Jackson Square: When the Design District was North of Market
Before The San Francisco Design Center’s development in the 1970s, interior designers frequented "To the Trade" showrooms North of Market in historic Jackson Square. Just as it took vision, ingenuity, and hard work to transform SOMA's vacant warehouses and factories into a design mecca, so did the restoration of the neglected Classical Revival and Italianate commercial buildings in Jackson Square. Settlers lured by the California Gold Rush built the area in the 1850s on a landfill that incorporated ships abandoned by sailors with gold dust in their eyes. The business district included bars, brothels, and purveyors of liquor.
One of these purveyors was A. P. Hotaling, who, in 1866, built a three-story Italianate brick warehouse with cast iron facades for his wholesale whiskey business. Known as the Hotaling Building, it survived the 1906 Earthquake and Fire along with its contents, which prompted local poet Charles Field to write:
If, as they say, God spanked the town
For being over-frisky,
Why did He burn His churches down
And spare Hotaling's whiskey?
After the earthquake, Hotaling Building and Jackson Square fell into decline. During Prohibition, bootleggers with rifles occupied the warehouse while creatives and bohemians moved into the area because the rents were cheap. At the nearby Hotaling Annex West, another Italianate brick structure dating from the 1860s and once owned by A. P. Hotaling, the Works Progress Administration (WPA) rented the building for its Federal Writers and Federal Artists projects during the Great Depression of the 1930s. By the 1940s, artists held open-air art shows in the alley of Hotaling Place.

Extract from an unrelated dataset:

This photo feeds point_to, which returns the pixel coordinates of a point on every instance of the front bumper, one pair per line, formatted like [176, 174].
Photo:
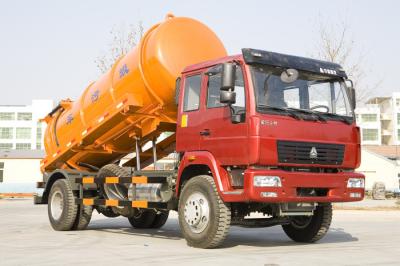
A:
[334, 184]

The historic Gold Rush district caught the imagination of interior design wholesalers who wanted to restore and renovate the neighborhood, making Jackson Square one of the first design districts in the nation. In 1952, Dorothy Kneedler Lawenda and her husband, Harry Lawenda, purchased the Hotaling Building, which housed Kneedler Fauchère. Other entrepreneurs joined them, including John and Elinor McGuire, the founders of McGuire Furniture.
Businessman and urban renewalist Henry Adams developed the National Ice and Cold Storage Company buildings near the waterfront in the late 1960s. Called the Ice House, the pair of five-story brick structures, dating from the early twentieth century, were joined by a later glass and steel bridge. But in the 1970s, North of Market fell out of design favor with costly parking and office conversions. Adams saw potential in the vacant American Commercial style warehouses and factories in the desolate South of Market area. The San Francisco Design Center was born!